Когда Консуэло, причесанная Келлером и одетая благодаря его усердию и заботам с элегантной простотой, вошла вместе с Порпорой в гостиную маркграфини, оба поместились за клавесином, отодвинутым в угол, чтобы не стеснять общество. Порпора оказался настолько пунктуален, что никого из гостей еще не было и лакеи зажигали последние свечи. Маэстро стал пробовать клавесин, но не успел он взять несколько аккордов, как в гостиной появилась удивительно красивая дама и подошла к нему с приветливой грацией.

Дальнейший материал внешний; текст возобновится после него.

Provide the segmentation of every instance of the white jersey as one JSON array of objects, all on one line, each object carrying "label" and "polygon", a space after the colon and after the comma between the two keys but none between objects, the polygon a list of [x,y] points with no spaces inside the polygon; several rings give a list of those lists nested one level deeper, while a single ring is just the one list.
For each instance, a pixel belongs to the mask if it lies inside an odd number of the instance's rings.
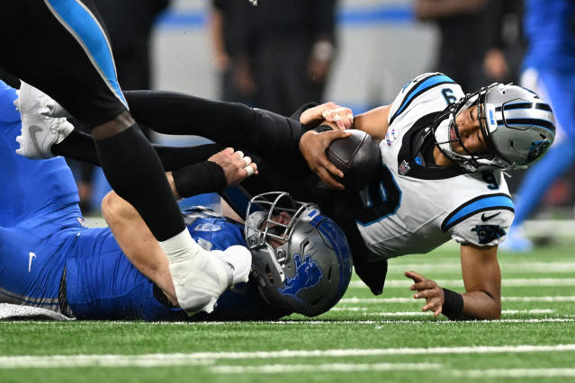
[{"label": "white jersey", "polygon": [[417,153],[414,142],[423,142],[436,113],[463,95],[445,75],[427,73],[408,83],[393,102],[380,143],[382,181],[362,191],[355,206],[364,242],[378,259],[427,253],[450,238],[492,246],[508,231],[514,209],[501,172],[427,166]]}]

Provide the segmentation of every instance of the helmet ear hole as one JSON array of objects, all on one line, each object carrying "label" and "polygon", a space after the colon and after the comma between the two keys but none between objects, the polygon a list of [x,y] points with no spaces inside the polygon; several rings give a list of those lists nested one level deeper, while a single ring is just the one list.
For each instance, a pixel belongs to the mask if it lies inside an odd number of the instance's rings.
[{"label": "helmet ear hole", "polygon": [[269,264],[265,265],[265,275],[267,275],[267,279],[269,280],[270,283],[274,283],[274,273],[272,272],[272,269],[270,268]]}]

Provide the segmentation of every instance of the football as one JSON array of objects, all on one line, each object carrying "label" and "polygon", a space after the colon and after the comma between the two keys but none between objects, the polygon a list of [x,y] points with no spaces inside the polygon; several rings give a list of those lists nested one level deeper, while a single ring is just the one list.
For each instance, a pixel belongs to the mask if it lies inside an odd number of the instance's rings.
[{"label": "football", "polygon": [[346,188],[360,190],[377,178],[382,157],[377,143],[369,134],[357,129],[347,131],[351,136],[333,140],[326,154],[344,174],[343,179],[334,178]]}]

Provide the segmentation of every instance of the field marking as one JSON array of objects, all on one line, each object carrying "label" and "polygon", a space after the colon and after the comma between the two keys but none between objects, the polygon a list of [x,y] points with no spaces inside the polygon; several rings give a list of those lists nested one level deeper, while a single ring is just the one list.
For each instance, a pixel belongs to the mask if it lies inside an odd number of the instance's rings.
[{"label": "field marking", "polygon": [[[413,298],[343,298],[338,303],[409,303]],[[502,302],[575,302],[575,296],[560,297],[501,297]],[[333,310],[333,308],[332,308]]]},{"label": "field marking", "polygon": [[[216,374],[285,374],[300,372],[369,372],[391,370],[441,370],[436,363],[329,363],[329,364],[265,364],[262,366],[213,366]],[[560,378],[575,377],[575,369],[490,369],[444,370],[441,375],[457,378]]]},{"label": "field marking", "polygon": [[558,378],[575,377],[575,369],[453,370],[445,375],[458,378]]},{"label": "field marking", "polygon": [[[445,287],[463,287],[462,280],[436,280],[439,286]],[[385,281],[385,287],[409,288],[413,284],[413,281],[405,280],[391,280]],[[575,278],[509,278],[501,281],[504,287],[520,287],[520,286],[575,286]],[[349,282],[350,288],[365,288],[365,283],[361,281],[352,281]]]},{"label": "field marking", "polygon": [[[379,312],[375,313],[370,311],[368,307],[333,307],[331,311],[351,311],[351,312],[362,312],[365,316],[427,316],[430,315],[428,312],[422,311],[394,311],[394,312]],[[501,310],[501,314],[504,315],[517,315],[517,314],[553,314],[555,310],[550,308],[533,308],[528,310]]]},{"label": "field marking", "polygon": [[283,374],[294,372],[362,372],[413,370],[440,370],[438,363],[324,363],[324,364],[265,364],[260,366],[213,366],[216,374]]},{"label": "field marking", "polygon": [[76,367],[207,366],[213,361],[190,354],[0,356],[0,369],[67,369]]},{"label": "field marking", "polygon": [[[575,271],[575,262],[505,262],[500,263],[501,270],[504,272],[568,272]],[[403,272],[409,268],[414,269],[418,272],[461,272],[462,264],[459,259],[454,260],[453,263],[429,263],[429,264],[393,264],[390,263],[388,273],[390,272]],[[398,270],[396,270],[398,269]]]},{"label": "field marking", "polygon": [[206,352],[191,353],[152,353],[141,355],[82,354],[47,356],[0,356],[0,369],[69,367],[157,367],[212,365],[217,360],[261,360],[278,358],[357,357],[382,355],[437,355],[479,353],[526,353],[575,352],[575,344],[461,346],[388,349],[282,350],[274,352]]}]

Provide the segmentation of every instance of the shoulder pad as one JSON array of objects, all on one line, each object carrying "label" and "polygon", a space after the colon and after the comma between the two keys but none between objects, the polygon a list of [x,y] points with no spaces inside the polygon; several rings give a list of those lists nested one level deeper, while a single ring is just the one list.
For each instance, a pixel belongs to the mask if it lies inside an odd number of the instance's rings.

Так как Порпора поклонился ей с большим почтением и назвал ее принцессой, то Консуэло приняла ее за маркграфиню и, согласно обычаю, поцеловала ей руку. Холодная, бледная рука принцессы пожала руку девушки с сердечностью, какую редко можно встретить среди великих мира сего и которая сразу пленила сердце Консуэло. Принцессе казалось на вид лет тридцать. Фигура ее была изящна, но не совсем правильна; в ней замечалось даже некоторое искривление – по-видимому, следствие тяжких физических страданий. Лицо ее было прелестно, но страшно бледно, а выражение глубокой скорби делало его преждевременно поблекшим и изможденным. Туалет ее был очень изящен, но прост и до суровости благопристоен. Все ее прекрасное существо дышало добротой, грустью и робкой скромностью, а в голосе слышались кротость и нежность, тронувшие Консуэло. Прежде чем последняя сообразила, что ошиблась, появилась настоящая маркграфиня. Ей было тогда за пятьдесят, и если портрет, помещенный в начале этой главы и набросанный десятью годами раньше, казался немного утрированным, то он вполне подходил к тому времени, когда ее увидела Консуэло. Даже при большой доброжелательности трудно было поверить, что графиня Годиц слыла когда-то одной из первых красавиц Германии, хотя она румянилась и одевалась с умелым, весьма изысканным кокетством. Со зрелым возрастом формы ее расплылись, но она упорно не замечала этого и продолжала выставлять напоказ обнаженную грудь и плечи с гордостью, подобающей разве что античной статуе. Голова ее была убрана цветами, бриллиантами и перьями, как у молодой женщины, а наряд сверкал драгоценными камнями.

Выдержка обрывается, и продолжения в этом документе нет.